I'm using the factory Monsoon amp
Rivets are only on the hatch speakers. You can remove the outer plastic assembly and bring it to your bench and drill them out. The aluminum is soft and the rivets come out off easily. You can replace the rivets with speed nuts and self tapping screws, probably included with your speakers.
The door speakers are mounted in a little plastic housing. You can take the whole housing out and also work with it on a bench. Again, soldering is ideal but optional. Butt connectors are always a viable alternative to soldering.
A buddy of mine said he would help, he said when he did the sound system in his Buick he just used a lighter and electrical tape as a solder alternative and he advised that I do it that way. Is that a common route to take?
Would you recommend switching out the stock hatch speakers for the CDT's or keep them as they are?
There is no real reason to replace the hatch speakers unless they are blown. They are for rear fill only so they don't need a lot of power handling capability. If they work and you don't want to drill them out then you can leave them and you'll never really notice the difference.
You should cut off the connectors from your factory door speakers and wire them to the replacement speakers.

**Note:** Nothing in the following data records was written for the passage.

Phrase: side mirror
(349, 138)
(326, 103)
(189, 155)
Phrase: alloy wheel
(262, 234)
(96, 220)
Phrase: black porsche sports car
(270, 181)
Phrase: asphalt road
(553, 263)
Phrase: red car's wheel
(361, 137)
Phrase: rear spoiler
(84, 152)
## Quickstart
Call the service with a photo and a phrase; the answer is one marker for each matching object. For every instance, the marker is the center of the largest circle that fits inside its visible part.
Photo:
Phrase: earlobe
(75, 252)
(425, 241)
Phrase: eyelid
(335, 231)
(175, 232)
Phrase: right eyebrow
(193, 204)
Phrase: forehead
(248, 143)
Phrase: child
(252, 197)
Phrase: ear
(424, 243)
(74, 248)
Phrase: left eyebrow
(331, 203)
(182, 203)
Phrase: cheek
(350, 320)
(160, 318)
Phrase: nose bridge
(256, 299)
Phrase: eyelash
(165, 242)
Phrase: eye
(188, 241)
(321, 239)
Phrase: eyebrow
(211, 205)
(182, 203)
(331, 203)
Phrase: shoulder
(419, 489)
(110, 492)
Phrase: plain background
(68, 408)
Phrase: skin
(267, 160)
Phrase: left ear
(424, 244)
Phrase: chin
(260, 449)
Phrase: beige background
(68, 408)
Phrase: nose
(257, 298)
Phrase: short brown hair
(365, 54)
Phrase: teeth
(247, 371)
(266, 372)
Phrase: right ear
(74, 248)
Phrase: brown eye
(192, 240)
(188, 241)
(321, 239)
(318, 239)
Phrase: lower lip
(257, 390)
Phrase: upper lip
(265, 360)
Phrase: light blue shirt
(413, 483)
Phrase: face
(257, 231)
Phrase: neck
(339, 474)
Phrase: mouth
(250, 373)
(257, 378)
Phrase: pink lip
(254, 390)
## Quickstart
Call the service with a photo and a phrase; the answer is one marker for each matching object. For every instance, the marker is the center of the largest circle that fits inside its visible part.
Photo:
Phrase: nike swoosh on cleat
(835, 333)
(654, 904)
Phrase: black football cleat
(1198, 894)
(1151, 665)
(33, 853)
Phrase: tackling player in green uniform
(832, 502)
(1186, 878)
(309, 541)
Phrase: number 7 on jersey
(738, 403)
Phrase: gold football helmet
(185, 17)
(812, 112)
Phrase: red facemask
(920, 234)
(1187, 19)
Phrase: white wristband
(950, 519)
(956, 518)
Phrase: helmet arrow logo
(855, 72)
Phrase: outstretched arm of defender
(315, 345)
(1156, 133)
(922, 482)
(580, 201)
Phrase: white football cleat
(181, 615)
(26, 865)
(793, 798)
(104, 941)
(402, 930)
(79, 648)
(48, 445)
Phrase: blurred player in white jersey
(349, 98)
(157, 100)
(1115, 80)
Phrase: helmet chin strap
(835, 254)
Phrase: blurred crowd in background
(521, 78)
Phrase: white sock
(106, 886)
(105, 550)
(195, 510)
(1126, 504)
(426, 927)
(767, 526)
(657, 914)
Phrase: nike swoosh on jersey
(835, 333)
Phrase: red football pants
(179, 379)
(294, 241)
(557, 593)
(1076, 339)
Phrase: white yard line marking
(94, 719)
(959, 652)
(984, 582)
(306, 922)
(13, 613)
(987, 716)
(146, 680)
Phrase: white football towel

That way they will plug in to the factory wiring much like the harness adapter for the head unit.
There is no real reason to replace the hatch speakers unless they are blown. They are for rear fill only so they don't need a lot of power handling capability. If they work and you don't want to drill them out then you can leave them and you'll never really notice the difference.
You should cut off the connectors from your factory door speakers and wire them to the replacement speakers. That way they will plug in to the factory wiring much like the harness adapter for the head unit.